Bill Martin says that organic agriculture is much more than simply replacing conventional inputs with organic ones.

“In terms of the big picture, organics is about designing a system to optimise rather than maximise production and also to reduce your footprint. We teach people here, such as biological farmers, who are not necessarily into organics totally but we view anybody who takes up sustainable farming principles and practices as a success. That’s moving in the direction that we want to move in, reducing the footprint and doing things in an ecological manner that leads to a more sustainable environment,” he says.

“Students come from a variety of backgrounds.  Generally they are older than the average university student and their time is important to them so they are pretty committed and diligent students. Often they have already had careers, some had been keen gardeners while others haven’t had any experience in gardening or grown anything before in their lives. However, they are always interested in sustainable farming and gardening practices.”

A unique feature of the College is that it offers the option for students to use its land and facilities. The courses give them theoretical knowledge and practical experience but don’t necessarily give them the confidence to go into organic production as a business.

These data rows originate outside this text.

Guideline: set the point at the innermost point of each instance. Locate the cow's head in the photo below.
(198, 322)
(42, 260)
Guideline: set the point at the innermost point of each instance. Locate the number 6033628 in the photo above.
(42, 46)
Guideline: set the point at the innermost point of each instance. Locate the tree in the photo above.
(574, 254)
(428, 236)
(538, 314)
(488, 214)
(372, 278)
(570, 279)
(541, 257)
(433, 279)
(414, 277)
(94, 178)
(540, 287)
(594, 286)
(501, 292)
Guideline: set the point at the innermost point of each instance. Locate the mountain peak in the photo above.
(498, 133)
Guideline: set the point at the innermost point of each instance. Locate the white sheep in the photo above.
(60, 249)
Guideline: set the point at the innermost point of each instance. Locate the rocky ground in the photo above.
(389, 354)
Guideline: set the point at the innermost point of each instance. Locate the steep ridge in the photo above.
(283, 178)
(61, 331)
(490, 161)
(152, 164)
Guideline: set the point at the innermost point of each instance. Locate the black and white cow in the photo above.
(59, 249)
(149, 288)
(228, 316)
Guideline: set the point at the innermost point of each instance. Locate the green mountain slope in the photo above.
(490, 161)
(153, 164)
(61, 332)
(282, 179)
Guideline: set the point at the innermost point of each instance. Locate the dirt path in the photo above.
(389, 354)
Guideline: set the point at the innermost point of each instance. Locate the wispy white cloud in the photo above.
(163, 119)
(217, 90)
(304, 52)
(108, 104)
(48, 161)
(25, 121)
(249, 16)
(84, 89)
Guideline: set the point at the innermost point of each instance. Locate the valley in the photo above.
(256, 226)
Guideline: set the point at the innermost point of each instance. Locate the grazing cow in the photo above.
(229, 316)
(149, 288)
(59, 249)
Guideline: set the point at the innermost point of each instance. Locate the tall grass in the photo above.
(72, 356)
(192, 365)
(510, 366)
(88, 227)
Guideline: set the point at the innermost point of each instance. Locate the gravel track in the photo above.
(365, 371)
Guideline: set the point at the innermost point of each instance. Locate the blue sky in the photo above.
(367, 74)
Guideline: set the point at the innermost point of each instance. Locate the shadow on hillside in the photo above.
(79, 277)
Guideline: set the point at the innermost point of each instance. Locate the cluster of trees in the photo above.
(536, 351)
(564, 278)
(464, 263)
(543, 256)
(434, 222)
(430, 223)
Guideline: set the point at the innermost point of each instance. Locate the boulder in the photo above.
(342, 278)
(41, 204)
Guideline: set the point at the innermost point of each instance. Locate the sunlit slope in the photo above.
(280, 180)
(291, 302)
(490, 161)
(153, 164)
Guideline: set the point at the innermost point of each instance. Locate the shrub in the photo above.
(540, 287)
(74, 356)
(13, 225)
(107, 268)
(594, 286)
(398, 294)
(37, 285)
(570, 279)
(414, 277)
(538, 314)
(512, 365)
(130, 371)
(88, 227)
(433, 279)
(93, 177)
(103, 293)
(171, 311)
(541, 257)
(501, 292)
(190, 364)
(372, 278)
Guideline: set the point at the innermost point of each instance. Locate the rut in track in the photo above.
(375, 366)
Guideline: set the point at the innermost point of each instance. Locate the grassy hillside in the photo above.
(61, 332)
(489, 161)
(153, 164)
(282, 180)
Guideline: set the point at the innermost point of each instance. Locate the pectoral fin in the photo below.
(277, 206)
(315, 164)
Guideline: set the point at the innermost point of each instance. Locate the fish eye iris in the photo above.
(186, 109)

“For our demographic of student, that might mean giving up a part-time job or borrowing money to invest in or to lease land, and so on so it’s quite a big commitment.   Two years on the stepping stone programme, where they are essentially self-employed leasing land here, and growing, marketing and selling their own crops around Christchurch, is a real confidence booster,” says Bill.

“We have half a dozen students leasing land and growing and marketing produce. Some of them hadn’t grown anything before they started courses, and after four years they have got their own blocks, they are using tractors and other equipment and running their own operation.”

An example of this is a group of three students their 40’s, Les Paul and Claire, who are working together to grow produce and sell it at their own market at on the Lincoln campus.

Bill sees that interest in organics and biological approaches has increased in recent times as a result of growing environmental awareness.

“For a long time in New Zealand we haven’t had to deal directly with environmental issues, but now we are,” he says.

“I believe that in the next decade the environmental impact of agriculture and its footprint on the environment is going to be embedded in every farmer’s decision making, a bit like health and safety is now.”